AOL France se fixe un objectif modeste : conserver une base de 1,2 million d'abonnés en convertissant ses clients bas débit en haut débit. Le fournisseur d'accès, qui sera rentable en 2005, veut diversifier ses revenus grâce à la publicité en ligne et aux services premium.
Voilà une position singulière, dans le paysage ultra-compétitif des fournisseurs d'accès à Internet. Quand d'autres partent sans cesse à la conquête de nouveaux abonnés et rivalisent d'offres ambitieuses, AOL France préfère jouer la prudence. Son objectif, détaillé jeudi, n'est ainsi pas d'augmenter de nombre de ses clients mais plutôt de les faire migrer du bas débit vers l'ADSL pour consolider sa part de marché entre 8 et 10%. L'enjeu est d'importance : sur ses 1,2 million de clients, 700.000 se connectent encore en RTC. Bien sûr, AOL espère aussi capter de nouveaux abonnés, mais ils compenseront ceux qui le quittent pour la concurrence.

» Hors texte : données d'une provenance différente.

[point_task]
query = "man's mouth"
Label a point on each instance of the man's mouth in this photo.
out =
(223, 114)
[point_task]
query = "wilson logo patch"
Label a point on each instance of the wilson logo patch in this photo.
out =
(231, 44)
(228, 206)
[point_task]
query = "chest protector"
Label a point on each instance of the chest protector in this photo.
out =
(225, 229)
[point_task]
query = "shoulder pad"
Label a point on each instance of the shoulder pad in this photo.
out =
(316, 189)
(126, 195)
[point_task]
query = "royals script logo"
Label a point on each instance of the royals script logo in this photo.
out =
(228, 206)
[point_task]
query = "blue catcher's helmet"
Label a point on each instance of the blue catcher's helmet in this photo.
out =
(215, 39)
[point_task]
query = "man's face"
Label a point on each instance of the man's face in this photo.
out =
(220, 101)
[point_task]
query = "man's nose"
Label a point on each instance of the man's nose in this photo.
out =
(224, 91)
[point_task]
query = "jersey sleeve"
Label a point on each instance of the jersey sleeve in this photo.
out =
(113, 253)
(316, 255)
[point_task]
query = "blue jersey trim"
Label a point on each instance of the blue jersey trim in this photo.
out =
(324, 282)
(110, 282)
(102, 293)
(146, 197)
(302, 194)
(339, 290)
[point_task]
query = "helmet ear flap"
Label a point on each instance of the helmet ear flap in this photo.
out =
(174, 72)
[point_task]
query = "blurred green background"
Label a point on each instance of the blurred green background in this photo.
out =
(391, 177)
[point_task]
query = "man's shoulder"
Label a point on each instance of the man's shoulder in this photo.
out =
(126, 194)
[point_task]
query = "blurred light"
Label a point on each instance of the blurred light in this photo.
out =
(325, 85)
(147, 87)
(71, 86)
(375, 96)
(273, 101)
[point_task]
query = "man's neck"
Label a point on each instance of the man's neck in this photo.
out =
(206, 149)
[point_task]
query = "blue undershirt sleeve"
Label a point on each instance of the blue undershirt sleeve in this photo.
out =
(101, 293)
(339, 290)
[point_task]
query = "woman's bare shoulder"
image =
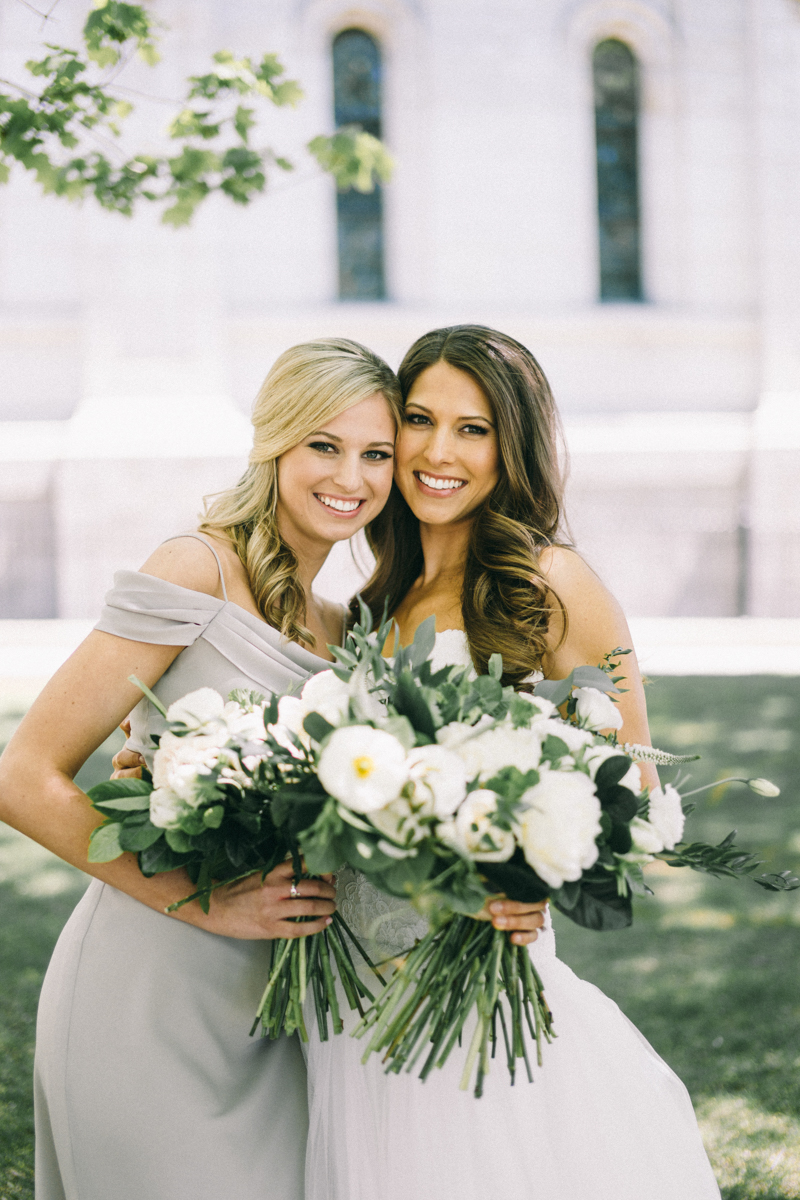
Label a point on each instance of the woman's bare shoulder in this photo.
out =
(188, 563)
(569, 574)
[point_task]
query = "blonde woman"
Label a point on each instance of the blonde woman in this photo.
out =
(148, 1086)
(471, 537)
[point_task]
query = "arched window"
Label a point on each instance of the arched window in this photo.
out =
(615, 78)
(356, 97)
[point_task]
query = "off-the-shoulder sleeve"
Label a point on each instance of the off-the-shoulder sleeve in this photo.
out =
(145, 609)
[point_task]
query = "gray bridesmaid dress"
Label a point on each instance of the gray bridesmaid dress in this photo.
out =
(146, 1083)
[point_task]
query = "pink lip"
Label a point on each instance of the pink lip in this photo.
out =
(336, 513)
(439, 492)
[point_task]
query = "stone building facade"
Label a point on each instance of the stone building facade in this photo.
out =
(615, 183)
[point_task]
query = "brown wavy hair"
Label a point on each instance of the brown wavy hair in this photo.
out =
(506, 603)
(307, 387)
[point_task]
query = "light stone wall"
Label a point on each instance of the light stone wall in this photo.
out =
(130, 353)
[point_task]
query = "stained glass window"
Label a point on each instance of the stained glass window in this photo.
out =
(615, 78)
(356, 96)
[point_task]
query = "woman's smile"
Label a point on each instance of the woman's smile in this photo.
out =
(341, 505)
(438, 485)
(446, 454)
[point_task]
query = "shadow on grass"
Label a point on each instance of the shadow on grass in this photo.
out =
(28, 934)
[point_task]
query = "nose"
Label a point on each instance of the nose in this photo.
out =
(439, 449)
(348, 475)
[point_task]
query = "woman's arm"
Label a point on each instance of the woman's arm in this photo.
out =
(77, 711)
(595, 627)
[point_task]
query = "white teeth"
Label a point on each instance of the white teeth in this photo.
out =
(340, 505)
(440, 485)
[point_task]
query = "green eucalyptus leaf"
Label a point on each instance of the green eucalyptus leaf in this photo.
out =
(138, 837)
(104, 843)
(118, 789)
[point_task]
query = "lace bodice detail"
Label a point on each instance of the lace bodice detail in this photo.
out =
(385, 924)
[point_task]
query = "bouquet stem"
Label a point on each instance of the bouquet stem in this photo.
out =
(468, 967)
(301, 961)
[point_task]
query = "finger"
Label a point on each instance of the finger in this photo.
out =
(510, 907)
(284, 910)
(523, 939)
(289, 929)
(308, 888)
(522, 921)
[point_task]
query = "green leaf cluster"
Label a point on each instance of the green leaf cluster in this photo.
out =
(78, 108)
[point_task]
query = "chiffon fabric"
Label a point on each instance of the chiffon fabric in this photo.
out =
(148, 1085)
(606, 1119)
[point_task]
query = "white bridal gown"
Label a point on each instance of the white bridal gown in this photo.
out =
(605, 1119)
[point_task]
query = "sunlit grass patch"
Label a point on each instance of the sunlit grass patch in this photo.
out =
(756, 1155)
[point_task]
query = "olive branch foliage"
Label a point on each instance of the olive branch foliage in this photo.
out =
(65, 121)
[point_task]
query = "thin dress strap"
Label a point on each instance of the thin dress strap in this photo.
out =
(199, 537)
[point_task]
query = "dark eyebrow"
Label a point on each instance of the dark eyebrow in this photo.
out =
(416, 405)
(331, 437)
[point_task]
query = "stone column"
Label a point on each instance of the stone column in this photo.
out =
(774, 576)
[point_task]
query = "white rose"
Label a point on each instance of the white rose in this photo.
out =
(400, 821)
(364, 768)
(166, 808)
(666, 815)
(439, 779)
(569, 733)
(545, 708)
(471, 832)
(559, 825)
(647, 841)
(599, 754)
(595, 709)
(503, 747)
(324, 694)
(179, 761)
(202, 712)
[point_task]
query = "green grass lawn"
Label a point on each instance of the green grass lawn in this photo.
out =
(709, 971)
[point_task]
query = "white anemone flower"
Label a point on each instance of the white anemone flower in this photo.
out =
(471, 832)
(666, 815)
(324, 694)
(595, 709)
(573, 737)
(559, 825)
(166, 809)
(178, 762)
(439, 779)
(647, 841)
(362, 767)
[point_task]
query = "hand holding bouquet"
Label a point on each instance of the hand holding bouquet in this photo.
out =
(445, 790)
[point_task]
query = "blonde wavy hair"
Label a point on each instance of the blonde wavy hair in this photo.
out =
(308, 385)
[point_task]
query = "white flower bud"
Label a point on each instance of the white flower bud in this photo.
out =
(596, 711)
(763, 787)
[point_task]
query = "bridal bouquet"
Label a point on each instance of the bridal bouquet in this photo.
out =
(445, 790)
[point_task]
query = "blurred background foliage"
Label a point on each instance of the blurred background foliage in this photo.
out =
(708, 972)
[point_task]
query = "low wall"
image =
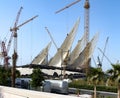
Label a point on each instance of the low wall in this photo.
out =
(9, 92)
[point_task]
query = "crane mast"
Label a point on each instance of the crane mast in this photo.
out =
(86, 21)
(86, 31)
(14, 35)
(51, 37)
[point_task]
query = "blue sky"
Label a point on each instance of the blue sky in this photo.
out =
(32, 37)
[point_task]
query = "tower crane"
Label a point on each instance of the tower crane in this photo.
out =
(67, 6)
(51, 37)
(86, 21)
(5, 49)
(14, 35)
(103, 54)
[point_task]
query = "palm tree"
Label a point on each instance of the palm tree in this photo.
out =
(96, 76)
(115, 75)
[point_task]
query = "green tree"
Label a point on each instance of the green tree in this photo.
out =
(96, 76)
(115, 76)
(37, 78)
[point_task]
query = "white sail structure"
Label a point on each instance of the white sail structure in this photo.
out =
(86, 54)
(76, 51)
(63, 51)
(41, 58)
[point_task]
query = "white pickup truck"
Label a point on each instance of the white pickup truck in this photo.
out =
(55, 86)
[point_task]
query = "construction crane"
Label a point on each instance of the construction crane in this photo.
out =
(67, 6)
(5, 49)
(86, 21)
(51, 37)
(86, 31)
(14, 35)
(103, 54)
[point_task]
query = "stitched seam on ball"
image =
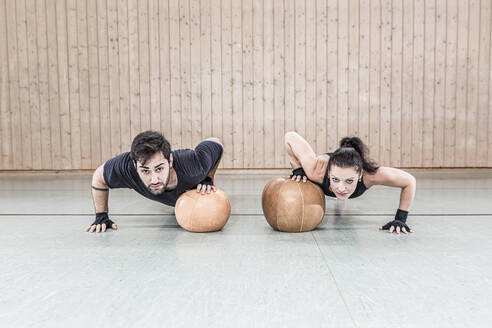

AOL ne fait pas dans la démesure, et cela se traduit dans ses choix technologiques. Contrairement à la tendance du marché, il n'a ainsi pas l'intention de construire un réseau en France pour gagner son indépendance. Il continue donc de louer les lignes de Neuf Cegetel auquel il est lié pendant sept ans. « Nous ne voulons pas d'un modèle économique qui nous oblige à avoir 17% de parts de marché pour être rentable », justifie Carlo d'Asaro Biondo, le PDG d'AOL France. Car la nouveauté, c'est qu'après des années où elle a « brûlé du cash », la filiale française d'AOL ne perd plus d'argent depuis juillet, sera rentable en 2005, et n'est donc « plus un problème » pour son actionnaire Time Warner.
« La France est le pays où la compétition est la plus exacerbée, où les prix sont les plus bas et où les services sont les plus complexes du monde », reconnaît Carlo d'Asaro Biondo. Pour résister à la concurrence, AOL met donc à niveau son offre. Sans trop d'originalité cette fois, sinon de design, il souscrit au concept de « box » avec l'AOL Box, un modem multi-usages conçu spécifiquement pour la France. En zone dégroupée pour 29,90 euros par mois (49,90 euros en zone non dégroupée), celui-ci permet non seulement des connexions en ADSL 2+ mais aussi de la téléphonie illimitée et du Wi-Fi. Par la suite, AOL ne s'interdit pas d'y ajouter d'autre éléments, comme la télévision et la téléphonie mobile. Des discussions sont en cours avec SFR pour conclure un accord de MVNO.
Mais AOL compte aussi sur les services pour procéder à une « complète mutation ». Alors qu'elle tire aujourd'hui 90% de ses revenus de la vente d'accès à Internet, la filiale française souhaite n'en dépendre plus qu'à hauteur de 30% à l'horizon 2008. Cette mutation, déjà en cours aux Etats-Unis, vise notamment à renforcer les services premium, comme la location de logiciels, la vente de contenus ou la téléphonie. Mais aussi à générer davantage de revenus grâce à la publicité sur le site. Ainsi, comme AOL.com, la page d'accueil AOL.fr devrait-elle être revue sous peu pour s'ouvrir au plus grand nombre et adopter alors le style d'un portail, concurrent de Yahoo et de MSN.